Improve BMC error handling for OCC comm failures
- Delay starting OCC reset until all OCCs have been detected (or
timeout). It will prevent multiple resets from being triggered and to
help detecting when reset is completed (active sensor being set after
reset is complete)
- Wait for PLDM response to OCC reset and HRESET requests and retry if
they fail
- If HRESET returns NOT_READY, collect SBE FFDC and try OCC reset.
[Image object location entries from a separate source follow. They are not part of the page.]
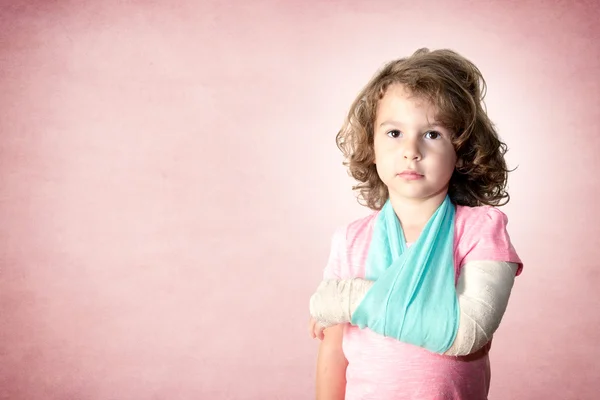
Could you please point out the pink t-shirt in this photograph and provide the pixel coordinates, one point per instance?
(384, 368)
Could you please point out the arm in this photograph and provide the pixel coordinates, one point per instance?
(483, 292)
(331, 366)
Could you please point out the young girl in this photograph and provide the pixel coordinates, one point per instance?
(413, 293)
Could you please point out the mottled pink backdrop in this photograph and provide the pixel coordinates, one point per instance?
(169, 183)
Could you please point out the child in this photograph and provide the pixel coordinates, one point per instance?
(413, 293)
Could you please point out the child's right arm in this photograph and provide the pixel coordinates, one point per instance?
(331, 365)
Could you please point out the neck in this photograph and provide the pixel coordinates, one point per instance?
(415, 213)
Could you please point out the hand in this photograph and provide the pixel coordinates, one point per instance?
(315, 329)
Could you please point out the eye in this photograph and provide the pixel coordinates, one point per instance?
(433, 135)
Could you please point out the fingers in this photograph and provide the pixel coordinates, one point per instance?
(311, 328)
(320, 332)
(315, 330)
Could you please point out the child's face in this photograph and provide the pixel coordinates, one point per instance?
(415, 158)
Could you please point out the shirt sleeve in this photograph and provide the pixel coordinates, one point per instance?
(489, 240)
(337, 255)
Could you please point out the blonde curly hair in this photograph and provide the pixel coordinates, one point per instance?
(456, 87)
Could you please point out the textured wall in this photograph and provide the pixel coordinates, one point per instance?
(169, 183)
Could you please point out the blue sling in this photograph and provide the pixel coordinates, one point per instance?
(414, 296)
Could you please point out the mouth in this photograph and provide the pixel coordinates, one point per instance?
(410, 175)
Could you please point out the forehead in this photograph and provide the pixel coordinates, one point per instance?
(400, 103)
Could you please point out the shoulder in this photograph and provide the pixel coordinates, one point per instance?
(469, 218)
(352, 242)
(482, 234)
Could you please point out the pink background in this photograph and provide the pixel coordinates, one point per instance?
(169, 183)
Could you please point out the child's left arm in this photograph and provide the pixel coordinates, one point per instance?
(483, 291)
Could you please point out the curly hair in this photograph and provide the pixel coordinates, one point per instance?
(456, 88)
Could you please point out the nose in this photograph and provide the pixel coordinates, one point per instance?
(411, 150)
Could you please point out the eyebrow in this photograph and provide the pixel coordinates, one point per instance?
(434, 124)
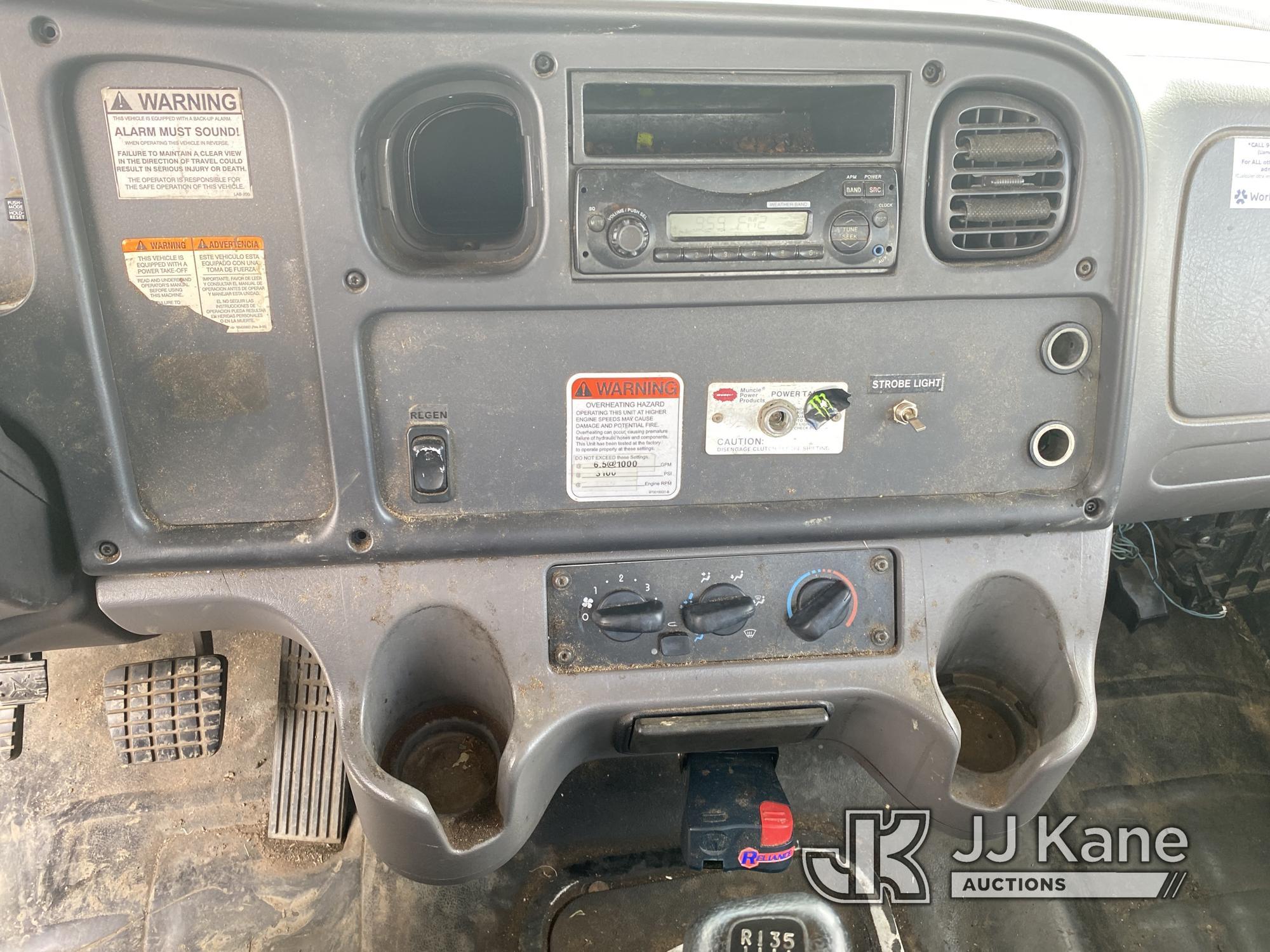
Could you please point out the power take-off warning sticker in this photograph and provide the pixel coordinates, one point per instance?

A
persistent failure will put the system in safe state.
- Prevent overwriting dvfs over-temp filename for p10 and beyond since
that old file is only present in old kernel
- Prevent assert when opening sysfs files. (added catch and then created
an OCC Comm failure PEL, which will force an OCC reset.)
- Check return code after reading sysfs files to confirm success. If
read fails, try reset to recover.
- Updated traces to include which processor/OCC encountered issues.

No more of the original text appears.